Effects of intermediate temperature on the grain boundary and γ' precipitates of nickel-based powder superalloy under interrupted cooling

Abstract

The serrated grain boundaries obtained by solution treatment followed by slow-cooling can improve the creep properties of nickel-based superalloy, but such heat treatment simultaneously gives rise to coarse γ' precipitates and deteriorates the high-temperature strength. Herein, the interrupted cooling during solution treatment was used to obtain the serrated grain boundaries and the fine γ' precipitates in a nickel-based powder superalloy by regulating the intermediate temperature.
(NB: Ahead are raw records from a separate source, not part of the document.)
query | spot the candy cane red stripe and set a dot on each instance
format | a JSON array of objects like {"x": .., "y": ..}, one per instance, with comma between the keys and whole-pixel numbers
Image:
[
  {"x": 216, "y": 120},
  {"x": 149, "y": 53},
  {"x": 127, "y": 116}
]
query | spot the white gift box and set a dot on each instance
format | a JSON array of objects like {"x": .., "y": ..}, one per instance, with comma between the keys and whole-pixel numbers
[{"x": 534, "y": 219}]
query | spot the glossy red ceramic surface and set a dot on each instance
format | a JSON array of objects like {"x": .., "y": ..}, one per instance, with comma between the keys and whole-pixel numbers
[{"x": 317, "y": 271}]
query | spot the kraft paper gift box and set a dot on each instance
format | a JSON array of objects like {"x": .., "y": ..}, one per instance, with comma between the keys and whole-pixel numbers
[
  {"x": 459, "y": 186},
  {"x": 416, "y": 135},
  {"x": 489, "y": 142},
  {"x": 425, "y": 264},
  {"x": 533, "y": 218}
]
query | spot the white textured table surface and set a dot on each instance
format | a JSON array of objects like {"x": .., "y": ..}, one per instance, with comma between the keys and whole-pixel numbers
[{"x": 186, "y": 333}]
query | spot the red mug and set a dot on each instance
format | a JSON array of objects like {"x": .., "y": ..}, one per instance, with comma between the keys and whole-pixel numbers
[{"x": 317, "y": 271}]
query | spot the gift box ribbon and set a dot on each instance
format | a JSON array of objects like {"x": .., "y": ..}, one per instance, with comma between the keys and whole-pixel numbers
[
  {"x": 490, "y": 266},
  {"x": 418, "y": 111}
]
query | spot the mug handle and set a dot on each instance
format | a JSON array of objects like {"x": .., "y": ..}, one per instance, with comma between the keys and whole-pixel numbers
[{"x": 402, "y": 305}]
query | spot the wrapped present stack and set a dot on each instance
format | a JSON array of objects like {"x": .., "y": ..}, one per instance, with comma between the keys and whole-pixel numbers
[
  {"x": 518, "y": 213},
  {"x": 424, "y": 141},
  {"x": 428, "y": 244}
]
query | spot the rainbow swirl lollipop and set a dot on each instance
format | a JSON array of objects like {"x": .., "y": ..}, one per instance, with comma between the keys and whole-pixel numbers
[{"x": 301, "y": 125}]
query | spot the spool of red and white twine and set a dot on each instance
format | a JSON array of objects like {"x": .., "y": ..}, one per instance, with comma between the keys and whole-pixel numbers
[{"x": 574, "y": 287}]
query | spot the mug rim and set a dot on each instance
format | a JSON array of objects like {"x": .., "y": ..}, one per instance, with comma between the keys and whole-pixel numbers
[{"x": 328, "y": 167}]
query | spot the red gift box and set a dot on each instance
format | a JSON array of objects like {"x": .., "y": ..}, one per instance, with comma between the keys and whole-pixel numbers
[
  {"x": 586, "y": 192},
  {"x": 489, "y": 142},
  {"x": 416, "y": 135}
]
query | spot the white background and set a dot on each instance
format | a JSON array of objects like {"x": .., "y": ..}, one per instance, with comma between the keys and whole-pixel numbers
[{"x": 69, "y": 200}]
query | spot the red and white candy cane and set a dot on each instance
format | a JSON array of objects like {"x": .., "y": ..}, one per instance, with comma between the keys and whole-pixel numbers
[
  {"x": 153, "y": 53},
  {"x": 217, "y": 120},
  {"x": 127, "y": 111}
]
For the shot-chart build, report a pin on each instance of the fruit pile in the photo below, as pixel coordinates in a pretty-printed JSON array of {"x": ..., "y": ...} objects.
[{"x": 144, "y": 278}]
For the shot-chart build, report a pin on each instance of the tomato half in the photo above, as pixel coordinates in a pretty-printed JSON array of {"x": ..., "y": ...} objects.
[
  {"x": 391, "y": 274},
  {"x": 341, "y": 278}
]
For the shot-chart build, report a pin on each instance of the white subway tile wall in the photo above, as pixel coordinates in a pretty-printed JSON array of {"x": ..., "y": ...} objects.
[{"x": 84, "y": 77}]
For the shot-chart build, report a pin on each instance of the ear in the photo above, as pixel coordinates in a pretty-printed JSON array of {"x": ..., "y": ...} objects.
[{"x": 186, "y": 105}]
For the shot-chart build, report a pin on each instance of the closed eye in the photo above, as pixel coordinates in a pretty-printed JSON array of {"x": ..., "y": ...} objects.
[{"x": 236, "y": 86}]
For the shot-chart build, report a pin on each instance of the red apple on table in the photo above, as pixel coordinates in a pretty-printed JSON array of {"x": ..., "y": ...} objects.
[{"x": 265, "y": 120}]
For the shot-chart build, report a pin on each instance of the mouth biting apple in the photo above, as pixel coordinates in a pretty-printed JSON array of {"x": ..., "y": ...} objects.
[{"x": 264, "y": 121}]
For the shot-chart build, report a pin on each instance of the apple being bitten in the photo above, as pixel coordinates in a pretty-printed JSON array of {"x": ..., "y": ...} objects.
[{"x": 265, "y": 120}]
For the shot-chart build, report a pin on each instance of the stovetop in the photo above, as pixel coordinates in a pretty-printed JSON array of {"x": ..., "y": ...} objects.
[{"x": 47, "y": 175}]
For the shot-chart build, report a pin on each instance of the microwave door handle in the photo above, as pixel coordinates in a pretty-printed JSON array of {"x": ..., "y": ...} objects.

The effects of intermediate temperature on the grain morphology and secondary γ' precipitate size distribution in the alloy were systematically investigated. Flat grain boundaries were formed in the sample at the intermediate temperature of 1140 °C. The serrated grain boundaries appeared in the samples with an intermediate temperature below 1120 °C. The amplitude of the serrated grain boundaries increased from 0.62 to 1.03 µm as the intermediate temperature reduced from 1120° to 1000°C. With the decrease of the intermediate temperature, the secondary γ' precipitates in the alloys changed from spherical to butterfly shapes, and then split. The size of secondary γ' increased from 312 to 456 nm for the alloys with the intermediate temperature between 1120 and 1000 °C. Meanwhile, the tertiary γ' precipitates were produced under the intermediate temperature of 1120–1050 °C, forming a multimodal size distribution of γ' precipitates in the superalloys. The microhardness values of the samples were improved with the increasing intermediate temperature during the interrupted cooling, which was closely related to the size of γ'. As the intermediate temperature rose from 1050 °C to 1120 °C, the tensile strength of the samples increased from 1297 MPa to 1425 MPa at room temperature and from 985 MPa to 1100 MPa at 650 °C.